4. When to Use Which Pattern
| Pattern | Core Idea | Use When | Watch Out For |
|---|
| Tool Use | Connect to external systems | Always — it's the foundation | Tool description quality is everything |
| ReAct | Interleave reasoning and action | Multi-step problems, when you need debuggability | Must handle parsing failures |
| Chain of Thought | Step-by-step reasoning | Complex calculations, planning phases | Token costs go up |
| Plan-and-Execute | CoT + ReAct combined | Long-running complex tasks | Wrong plan = wrong everything |
5. Safety Considerations
Agents are powerful. That means they're also dangerous if unchecked.
// Path allowlist
const ALLOWED_PATHS = ["/tmp/agent-workspace"];
const isPathAllowed = (path: string) =>
ALLOWED_PATHS.some((allowed) => path.startsWith(allowed));
// Block dangerous shell patterns
const BLOCKED_PATTERNS = ["rm -rf", "sudo", "curl | bash"];
const isSafeCommand = (cmd: string) =>
!BLOCKED_PATTERNS.some((p) => cmd.includes(p));
// Token budget guard
class CostGuard {
private total = 0;
private readonly limit = 100_000;
check(tokens: number): boolean {
this.total += tokens;
return this.total <= this.limit;
}
}
// Human-in-the-loop for destructive actions
async function requireApproval(description: string): Promise<boolean> {
// In a real system, this would surface a UI prompt or Slack notification
console.log(`[APPROVAL REQUIRED] ${description}`);
return false; // default deny
}
The rule of thumb: minimize blast radius. Give agents the minimum permissions they need, add spending limits, and require human approval for anything irreversible.
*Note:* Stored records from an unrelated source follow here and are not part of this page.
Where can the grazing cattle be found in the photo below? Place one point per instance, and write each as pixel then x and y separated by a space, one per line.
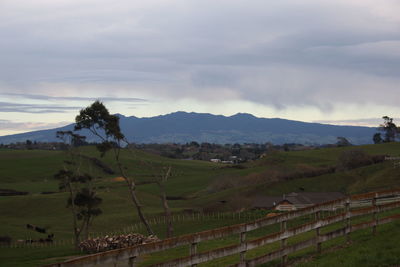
pixel 5 240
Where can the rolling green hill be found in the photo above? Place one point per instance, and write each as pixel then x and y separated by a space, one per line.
pixel 195 186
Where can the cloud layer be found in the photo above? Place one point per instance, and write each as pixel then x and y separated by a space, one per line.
pixel 278 55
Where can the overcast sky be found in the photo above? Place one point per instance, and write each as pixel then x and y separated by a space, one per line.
pixel 310 60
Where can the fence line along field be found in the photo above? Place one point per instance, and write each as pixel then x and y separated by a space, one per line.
pixel 195 188
pixel 132 254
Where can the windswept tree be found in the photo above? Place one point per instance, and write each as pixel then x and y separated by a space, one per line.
pixel 83 200
pixel 342 141
pixel 377 138
pixel 389 128
pixel 105 126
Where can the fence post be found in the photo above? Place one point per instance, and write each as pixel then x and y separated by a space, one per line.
pixel 284 242
pixel 193 251
pixel 348 226
pixel 375 214
pixel 242 242
pixel 318 230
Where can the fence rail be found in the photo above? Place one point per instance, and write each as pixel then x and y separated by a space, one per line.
pixel 378 202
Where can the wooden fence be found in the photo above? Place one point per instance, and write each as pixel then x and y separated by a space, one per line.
pixel 350 207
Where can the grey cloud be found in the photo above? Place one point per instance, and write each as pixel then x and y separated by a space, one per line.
pixel 46 97
pixel 303 53
pixel 34 108
pixel 28 126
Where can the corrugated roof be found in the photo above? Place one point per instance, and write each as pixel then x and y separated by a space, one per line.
pixel 301 198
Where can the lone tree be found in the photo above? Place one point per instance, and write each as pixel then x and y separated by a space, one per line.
pixel 105 126
pixel 82 199
pixel 342 141
pixel 389 128
pixel 377 138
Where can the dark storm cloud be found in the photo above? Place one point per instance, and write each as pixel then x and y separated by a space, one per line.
pixel 287 53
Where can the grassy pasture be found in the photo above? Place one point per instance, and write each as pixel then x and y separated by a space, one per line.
pixel 32 171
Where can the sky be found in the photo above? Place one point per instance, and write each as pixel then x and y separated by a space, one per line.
pixel 334 62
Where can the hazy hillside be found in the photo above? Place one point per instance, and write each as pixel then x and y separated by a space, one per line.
pixel 182 127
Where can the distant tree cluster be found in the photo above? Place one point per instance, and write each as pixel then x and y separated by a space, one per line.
pixel 235 153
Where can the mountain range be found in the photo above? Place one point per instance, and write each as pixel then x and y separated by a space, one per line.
pixel 182 127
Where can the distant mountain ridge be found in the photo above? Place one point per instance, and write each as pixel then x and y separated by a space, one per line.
pixel 182 127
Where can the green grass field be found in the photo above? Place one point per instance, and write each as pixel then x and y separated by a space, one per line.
pixel 192 184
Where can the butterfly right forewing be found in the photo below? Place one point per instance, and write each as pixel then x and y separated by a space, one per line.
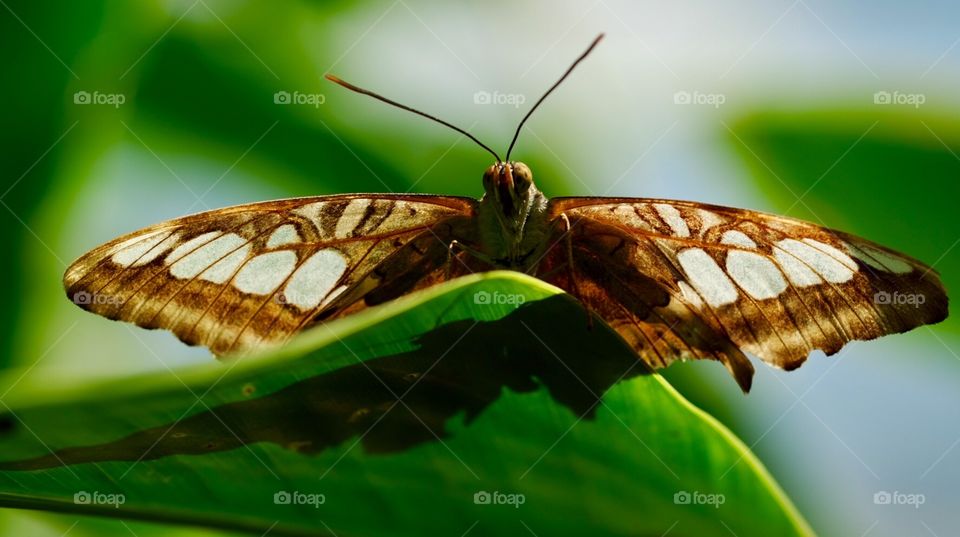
pixel 685 280
pixel 243 277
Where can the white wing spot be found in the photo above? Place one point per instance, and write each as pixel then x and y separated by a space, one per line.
pixel 707 277
pixel 690 294
pixel 264 274
pixel 143 249
pixel 708 219
pixel 211 253
pixel 879 259
pixel 315 278
pixel 756 274
pixel 351 217
pixel 190 246
pixel 283 235
pixel 223 270
pixel 672 217
pixel 627 215
pixel 737 238
pixel 806 265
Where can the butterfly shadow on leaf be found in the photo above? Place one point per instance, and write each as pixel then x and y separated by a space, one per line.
pixel 459 368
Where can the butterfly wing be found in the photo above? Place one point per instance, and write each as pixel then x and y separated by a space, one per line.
pixel 681 280
pixel 237 278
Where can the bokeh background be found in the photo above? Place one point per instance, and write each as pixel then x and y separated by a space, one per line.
pixel 120 114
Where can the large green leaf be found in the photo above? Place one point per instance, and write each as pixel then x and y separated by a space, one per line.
pixel 494 397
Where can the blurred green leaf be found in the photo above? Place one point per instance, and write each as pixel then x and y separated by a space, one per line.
pixel 493 397
pixel 889 176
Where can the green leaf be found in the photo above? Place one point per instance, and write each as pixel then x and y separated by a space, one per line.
pixel 889 175
pixel 495 396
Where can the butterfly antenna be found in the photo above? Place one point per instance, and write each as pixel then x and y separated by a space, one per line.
pixel 351 87
pixel 549 91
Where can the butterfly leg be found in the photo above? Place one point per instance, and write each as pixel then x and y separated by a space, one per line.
pixel 571 269
pixel 455 248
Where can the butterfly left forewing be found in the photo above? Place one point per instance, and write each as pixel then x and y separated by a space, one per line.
pixel 238 278
pixel 687 280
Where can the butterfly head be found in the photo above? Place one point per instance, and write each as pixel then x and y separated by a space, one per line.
pixel 510 185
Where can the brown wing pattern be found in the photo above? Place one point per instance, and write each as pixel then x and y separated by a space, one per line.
pixel 681 280
pixel 237 278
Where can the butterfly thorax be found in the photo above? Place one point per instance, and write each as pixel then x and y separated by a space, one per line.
pixel 512 216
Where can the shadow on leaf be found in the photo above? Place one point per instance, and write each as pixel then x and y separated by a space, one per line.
pixel 399 401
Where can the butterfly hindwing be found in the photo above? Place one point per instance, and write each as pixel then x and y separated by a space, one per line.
pixel 683 280
pixel 237 278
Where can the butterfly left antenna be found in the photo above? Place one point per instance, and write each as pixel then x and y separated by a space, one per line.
pixel 549 91
pixel 357 89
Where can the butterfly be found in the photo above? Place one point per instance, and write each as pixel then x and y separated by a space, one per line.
pixel 677 280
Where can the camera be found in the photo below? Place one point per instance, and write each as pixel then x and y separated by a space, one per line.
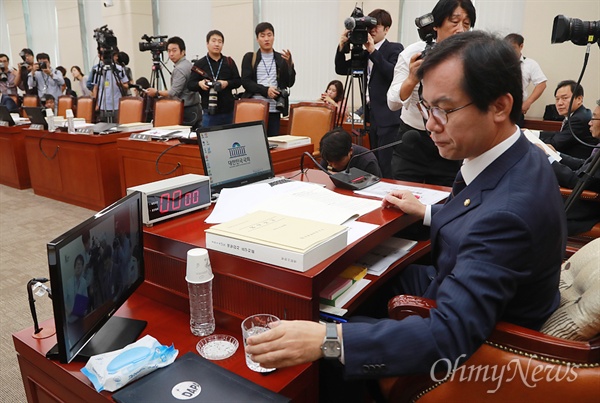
pixel 213 95
pixel 155 44
pixel 3 75
pixel 107 43
pixel 573 29
pixel 426 32
pixel 282 100
pixel 359 26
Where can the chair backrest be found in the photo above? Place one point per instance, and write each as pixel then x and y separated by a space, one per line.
pixel 168 112
pixel 65 102
pixel 311 119
pixel 251 110
pixel 131 109
pixel 30 100
pixel 85 108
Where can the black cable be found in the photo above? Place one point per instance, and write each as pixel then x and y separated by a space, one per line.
pixel 160 156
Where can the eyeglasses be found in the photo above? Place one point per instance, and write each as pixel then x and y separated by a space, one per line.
pixel 439 114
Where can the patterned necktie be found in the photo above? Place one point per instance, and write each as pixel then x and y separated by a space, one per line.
pixel 458 185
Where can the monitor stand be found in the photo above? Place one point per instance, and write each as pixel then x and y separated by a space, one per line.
pixel 117 333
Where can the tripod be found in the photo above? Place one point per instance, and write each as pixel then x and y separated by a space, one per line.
pixel 356 72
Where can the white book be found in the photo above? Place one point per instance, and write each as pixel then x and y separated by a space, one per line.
pixel 287 141
pixel 289 242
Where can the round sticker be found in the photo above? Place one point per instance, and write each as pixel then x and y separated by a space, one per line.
pixel 186 390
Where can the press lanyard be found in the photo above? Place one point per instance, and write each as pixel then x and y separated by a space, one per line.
pixel 215 77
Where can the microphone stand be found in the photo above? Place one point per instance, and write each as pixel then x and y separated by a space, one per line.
pixel 356 179
pixel 38 333
pixel 585 177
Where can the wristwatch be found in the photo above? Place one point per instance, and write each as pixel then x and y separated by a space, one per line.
pixel 331 347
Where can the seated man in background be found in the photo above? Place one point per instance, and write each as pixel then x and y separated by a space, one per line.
pixel 578 122
pixel 497 254
pixel 337 151
pixel 583 215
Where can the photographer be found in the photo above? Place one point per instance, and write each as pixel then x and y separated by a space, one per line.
pixel 179 78
pixel 417 158
pixel 380 56
pixel 46 79
pixel 8 76
pixel 267 74
pixel 23 71
pixel 221 77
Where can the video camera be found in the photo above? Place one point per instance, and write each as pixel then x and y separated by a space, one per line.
pixel 573 29
pixel 107 43
pixel 359 26
pixel 425 24
pixel 154 44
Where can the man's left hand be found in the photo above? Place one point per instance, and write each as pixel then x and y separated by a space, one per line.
pixel 287 56
pixel 287 343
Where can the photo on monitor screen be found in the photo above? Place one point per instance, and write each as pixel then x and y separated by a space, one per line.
pixel 94 268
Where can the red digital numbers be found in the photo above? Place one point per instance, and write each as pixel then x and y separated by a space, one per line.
pixel 172 202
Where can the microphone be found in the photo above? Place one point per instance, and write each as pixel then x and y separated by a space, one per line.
pixel 356 179
pixel 349 23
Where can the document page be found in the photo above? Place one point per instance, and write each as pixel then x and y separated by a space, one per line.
pixel 425 195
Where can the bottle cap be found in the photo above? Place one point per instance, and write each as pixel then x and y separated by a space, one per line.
pixel 198 268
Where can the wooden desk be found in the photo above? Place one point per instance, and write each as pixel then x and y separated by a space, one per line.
pixel 49 381
pixel 137 160
pixel 243 287
pixel 539 124
pixel 356 139
pixel 13 158
pixel 80 169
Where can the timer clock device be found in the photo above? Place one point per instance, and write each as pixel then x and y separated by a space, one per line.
pixel 173 197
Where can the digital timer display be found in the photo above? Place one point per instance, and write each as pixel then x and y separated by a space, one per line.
pixel 174 201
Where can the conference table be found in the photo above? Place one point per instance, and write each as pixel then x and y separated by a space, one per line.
pixel 241 287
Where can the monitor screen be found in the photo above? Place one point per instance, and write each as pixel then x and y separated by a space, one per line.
pixel 235 155
pixel 94 268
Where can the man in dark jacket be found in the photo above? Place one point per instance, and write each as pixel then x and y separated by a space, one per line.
pixel 575 124
pixel 380 57
pixel 268 74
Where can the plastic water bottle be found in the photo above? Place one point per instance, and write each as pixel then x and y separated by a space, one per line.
pixel 199 277
pixel 202 319
pixel 50 120
pixel 70 121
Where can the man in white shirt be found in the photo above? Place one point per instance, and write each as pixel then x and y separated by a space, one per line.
pixel 532 74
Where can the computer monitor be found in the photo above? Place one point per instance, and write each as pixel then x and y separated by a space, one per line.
pixel 235 155
pixel 94 268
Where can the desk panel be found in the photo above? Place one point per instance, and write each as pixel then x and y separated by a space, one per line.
pixel 14 170
pixel 49 381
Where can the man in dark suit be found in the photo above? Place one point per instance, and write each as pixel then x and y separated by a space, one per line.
pixel 379 56
pixel 563 140
pixel 497 246
pixel 583 215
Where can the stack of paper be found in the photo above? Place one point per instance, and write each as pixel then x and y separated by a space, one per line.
pixel 289 141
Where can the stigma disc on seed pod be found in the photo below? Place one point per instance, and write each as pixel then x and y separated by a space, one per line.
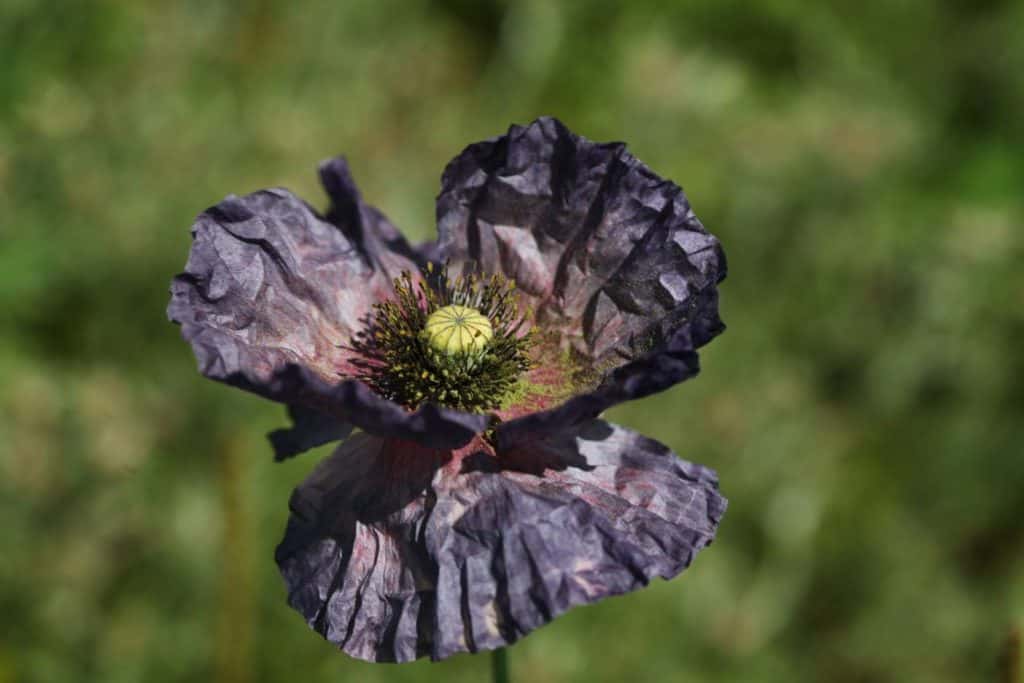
pixel 454 330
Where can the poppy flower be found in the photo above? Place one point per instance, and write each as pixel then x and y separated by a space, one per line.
pixel 481 495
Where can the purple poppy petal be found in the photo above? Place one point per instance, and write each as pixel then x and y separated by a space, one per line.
pixel 394 552
pixel 309 429
pixel 610 255
pixel 272 294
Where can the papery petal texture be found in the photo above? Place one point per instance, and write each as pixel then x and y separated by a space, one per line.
pixel 272 295
pixel 611 257
pixel 395 552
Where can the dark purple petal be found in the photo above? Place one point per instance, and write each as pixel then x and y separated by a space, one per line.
pixel 309 429
pixel 272 294
pixel 395 552
pixel 610 255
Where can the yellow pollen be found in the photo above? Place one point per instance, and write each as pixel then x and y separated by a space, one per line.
pixel 456 329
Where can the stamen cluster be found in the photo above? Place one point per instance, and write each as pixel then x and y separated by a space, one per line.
pixel 398 360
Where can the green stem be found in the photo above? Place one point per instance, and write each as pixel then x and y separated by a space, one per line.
pixel 500 666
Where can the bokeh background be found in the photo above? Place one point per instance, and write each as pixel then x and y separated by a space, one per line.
pixel 863 167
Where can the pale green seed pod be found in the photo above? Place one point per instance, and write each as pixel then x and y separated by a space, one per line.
pixel 456 330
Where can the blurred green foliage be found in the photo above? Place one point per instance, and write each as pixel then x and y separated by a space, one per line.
pixel 861 164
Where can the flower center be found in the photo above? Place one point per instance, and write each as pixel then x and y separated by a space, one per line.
pixel 456 329
pixel 456 343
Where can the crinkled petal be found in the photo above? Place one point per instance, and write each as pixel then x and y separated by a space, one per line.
pixel 394 552
pixel 611 256
pixel 273 293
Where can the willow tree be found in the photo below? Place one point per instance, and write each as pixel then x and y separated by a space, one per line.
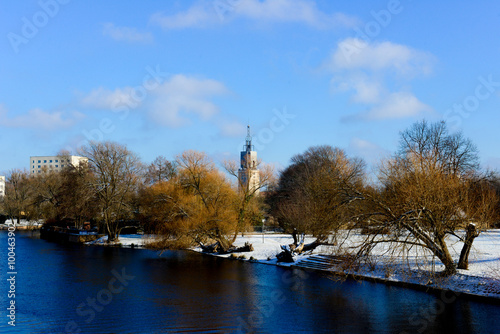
pixel 430 190
pixel 313 193
pixel 116 173
pixel 197 206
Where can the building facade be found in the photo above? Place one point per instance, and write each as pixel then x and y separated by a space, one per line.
pixel 2 186
pixel 248 174
pixel 40 164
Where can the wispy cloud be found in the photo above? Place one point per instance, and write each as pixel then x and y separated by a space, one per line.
pixel 38 119
pixel 374 75
pixel 233 129
pixel 103 98
pixel 126 34
pixel 182 96
pixel 203 14
pixel 369 151
pixel 355 54
pixel 395 106
pixel 173 103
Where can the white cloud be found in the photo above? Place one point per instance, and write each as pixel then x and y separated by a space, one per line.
pixel 172 103
pixel 353 53
pixel 396 106
pixel 282 11
pixel 126 34
pixel 102 98
pixel 399 105
pixel 378 76
pixel 366 90
pixel 369 151
pixel 232 129
pixel 40 120
pixel 183 96
pixel 196 16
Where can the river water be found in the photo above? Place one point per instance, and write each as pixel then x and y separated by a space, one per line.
pixel 92 289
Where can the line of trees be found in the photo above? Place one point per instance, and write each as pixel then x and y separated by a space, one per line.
pixel 187 201
pixel 430 190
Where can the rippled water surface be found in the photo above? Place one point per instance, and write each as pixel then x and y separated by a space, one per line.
pixel 81 289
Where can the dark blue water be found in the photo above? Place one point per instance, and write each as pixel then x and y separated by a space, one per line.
pixel 82 289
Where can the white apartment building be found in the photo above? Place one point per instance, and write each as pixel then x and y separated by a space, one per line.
pixel 40 164
pixel 2 186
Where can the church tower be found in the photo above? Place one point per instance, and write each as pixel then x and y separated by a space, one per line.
pixel 248 174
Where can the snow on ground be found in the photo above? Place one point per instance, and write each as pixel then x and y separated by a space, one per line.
pixel 482 278
pixel 126 240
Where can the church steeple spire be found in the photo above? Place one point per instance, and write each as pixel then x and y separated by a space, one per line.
pixel 248 144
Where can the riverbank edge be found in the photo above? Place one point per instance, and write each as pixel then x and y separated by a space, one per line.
pixel 415 286
pixel 341 275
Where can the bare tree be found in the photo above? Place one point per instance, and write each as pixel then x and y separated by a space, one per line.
pixel 160 170
pixel 313 192
pixel 430 190
pixel 18 194
pixel 116 173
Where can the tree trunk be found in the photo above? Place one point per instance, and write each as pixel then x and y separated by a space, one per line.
pixel 294 235
pixel 444 255
pixel 471 234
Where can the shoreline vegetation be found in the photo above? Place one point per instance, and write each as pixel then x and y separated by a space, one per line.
pixel 415 218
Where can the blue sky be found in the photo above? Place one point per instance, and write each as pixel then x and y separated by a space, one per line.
pixel 165 76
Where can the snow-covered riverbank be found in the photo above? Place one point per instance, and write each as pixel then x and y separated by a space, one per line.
pixel 482 278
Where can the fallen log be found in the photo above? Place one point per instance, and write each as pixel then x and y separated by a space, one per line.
pixel 285 255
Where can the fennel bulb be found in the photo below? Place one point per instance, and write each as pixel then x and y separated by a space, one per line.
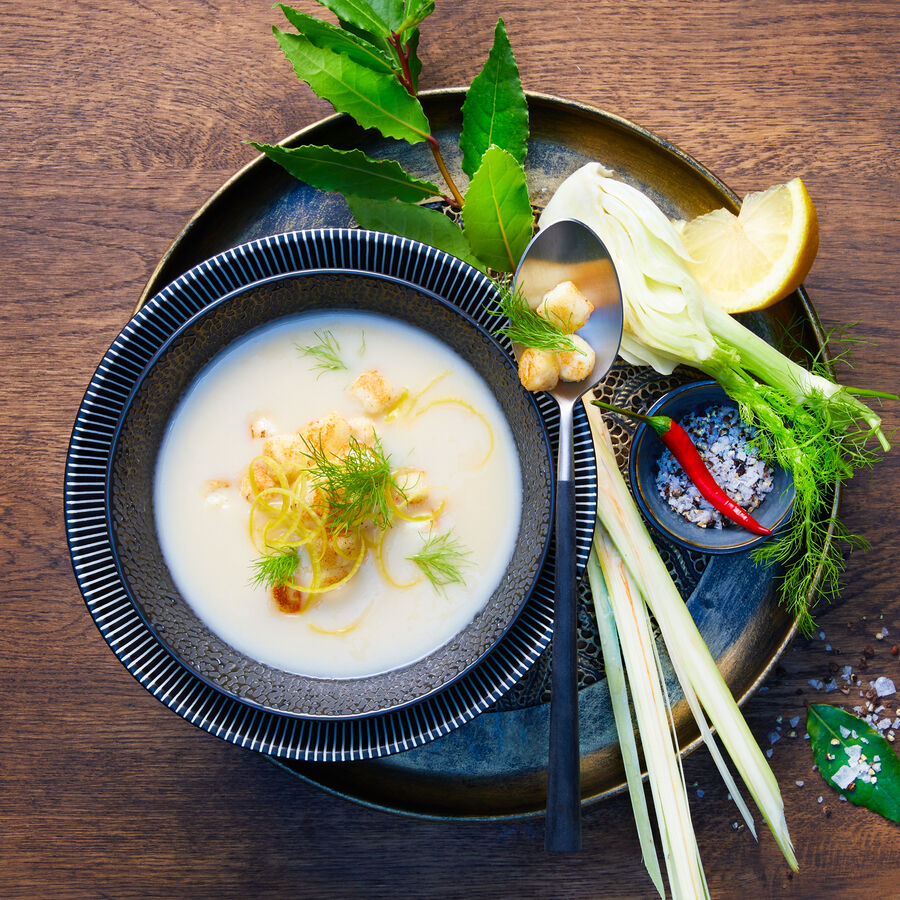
pixel 810 425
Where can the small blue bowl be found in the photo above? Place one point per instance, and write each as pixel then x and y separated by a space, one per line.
pixel 646 450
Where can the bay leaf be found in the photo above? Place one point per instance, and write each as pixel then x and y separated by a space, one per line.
pixel 349 172
pixel 497 218
pixel 330 37
pixel 374 99
pixel 495 110
pixel 417 222
pixel 415 12
pixel 391 11
pixel 358 13
pixel 835 735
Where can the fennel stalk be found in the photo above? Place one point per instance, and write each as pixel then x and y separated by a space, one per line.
pixel 811 426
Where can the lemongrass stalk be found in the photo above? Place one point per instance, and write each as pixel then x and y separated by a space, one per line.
pixel 619 515
pixel 709 739
pixel 618 694
pixel 667 787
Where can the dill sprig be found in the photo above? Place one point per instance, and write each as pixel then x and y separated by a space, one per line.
pixel 525 326
pixel 273 569
pixel 802 437
pixel 358 485
pixel 442 559
pixel 326 353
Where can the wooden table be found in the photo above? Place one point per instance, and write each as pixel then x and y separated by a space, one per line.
pixel 120 119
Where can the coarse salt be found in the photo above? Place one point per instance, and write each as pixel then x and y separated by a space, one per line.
pixel 844 777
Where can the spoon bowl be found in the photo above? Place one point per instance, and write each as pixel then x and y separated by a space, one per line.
pixel 568 250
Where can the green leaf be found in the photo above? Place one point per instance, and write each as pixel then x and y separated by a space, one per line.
pixel 415 12
pixel 360 14
pixel 349 172
pixel 835 736
pixel 497 217
pixel 417 222
pixel 330 37
pixel 376 40
pixel 391 11
pixel 373 99
pixel 495 110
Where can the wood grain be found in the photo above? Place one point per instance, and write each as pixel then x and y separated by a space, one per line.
pixel 121 118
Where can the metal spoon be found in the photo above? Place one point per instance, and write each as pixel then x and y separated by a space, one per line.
pixel 569 250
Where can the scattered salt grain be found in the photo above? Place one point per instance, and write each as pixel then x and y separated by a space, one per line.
pixel 844 777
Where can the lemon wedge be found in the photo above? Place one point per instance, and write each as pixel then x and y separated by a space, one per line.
pixel 756 258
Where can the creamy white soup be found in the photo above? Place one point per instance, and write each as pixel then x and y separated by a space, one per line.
pixel 441 422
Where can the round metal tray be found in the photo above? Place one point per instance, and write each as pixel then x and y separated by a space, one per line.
pixel 495 766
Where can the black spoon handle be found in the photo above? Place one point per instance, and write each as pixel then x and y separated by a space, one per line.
pixel 563 829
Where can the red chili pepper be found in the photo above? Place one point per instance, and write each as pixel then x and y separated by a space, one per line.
pixel 683 449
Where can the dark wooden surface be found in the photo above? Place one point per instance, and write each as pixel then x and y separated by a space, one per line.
pixel 120 118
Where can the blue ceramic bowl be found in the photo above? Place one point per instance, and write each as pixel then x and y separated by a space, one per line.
pixel 646 450
pixel 111 528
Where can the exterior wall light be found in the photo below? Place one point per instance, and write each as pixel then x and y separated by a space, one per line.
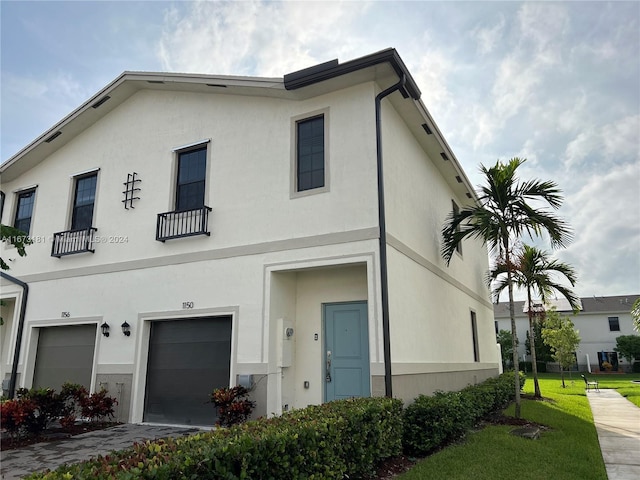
pixel 126 329
pixel 105 329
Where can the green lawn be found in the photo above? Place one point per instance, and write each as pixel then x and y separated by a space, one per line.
pixel 568 449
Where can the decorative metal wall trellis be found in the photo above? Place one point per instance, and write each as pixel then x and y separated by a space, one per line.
pixel 131 190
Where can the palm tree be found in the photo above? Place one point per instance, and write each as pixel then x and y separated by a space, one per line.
pixel 500 217
pixel 534 271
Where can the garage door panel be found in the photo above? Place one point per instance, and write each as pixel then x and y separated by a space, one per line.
pixel 173 356
pixel 188 359
pixel 64 354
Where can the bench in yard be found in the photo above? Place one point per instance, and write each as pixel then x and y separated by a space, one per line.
pixel 590 384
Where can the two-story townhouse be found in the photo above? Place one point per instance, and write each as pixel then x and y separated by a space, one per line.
pixel 599 321
pixel 198 231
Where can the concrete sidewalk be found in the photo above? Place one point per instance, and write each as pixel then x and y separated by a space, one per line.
pixel 617 421
pixel 17 463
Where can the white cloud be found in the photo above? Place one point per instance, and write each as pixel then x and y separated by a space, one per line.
pixel 257 38
pixel 488 38
pixel 615 142
pixel 605 216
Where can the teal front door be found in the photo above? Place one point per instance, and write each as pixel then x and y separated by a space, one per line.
pixel 346 357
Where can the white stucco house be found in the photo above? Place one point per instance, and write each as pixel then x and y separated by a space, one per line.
pixel 599 321
pixel 197 231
Epilogue: Patterns First, Code Second
The biggest lesson from building AI agents: understand the patterns before writing any code.
Without Tool Use, the agent can't do anything. Without ReAct, it can't handle complex multi-step problems. Without Chain of Thought, planning falls apart.
These three patterns compose well. Use them together and you have a solid foundation for almost any agent system. Best of all, they're framework-agnostic—they work whether you're using Anthropic, OpenAI, LangChain, or rolling your own.
Start with a simple file-management agent. Then graduate to multi-agent pipelines. The patterns scale.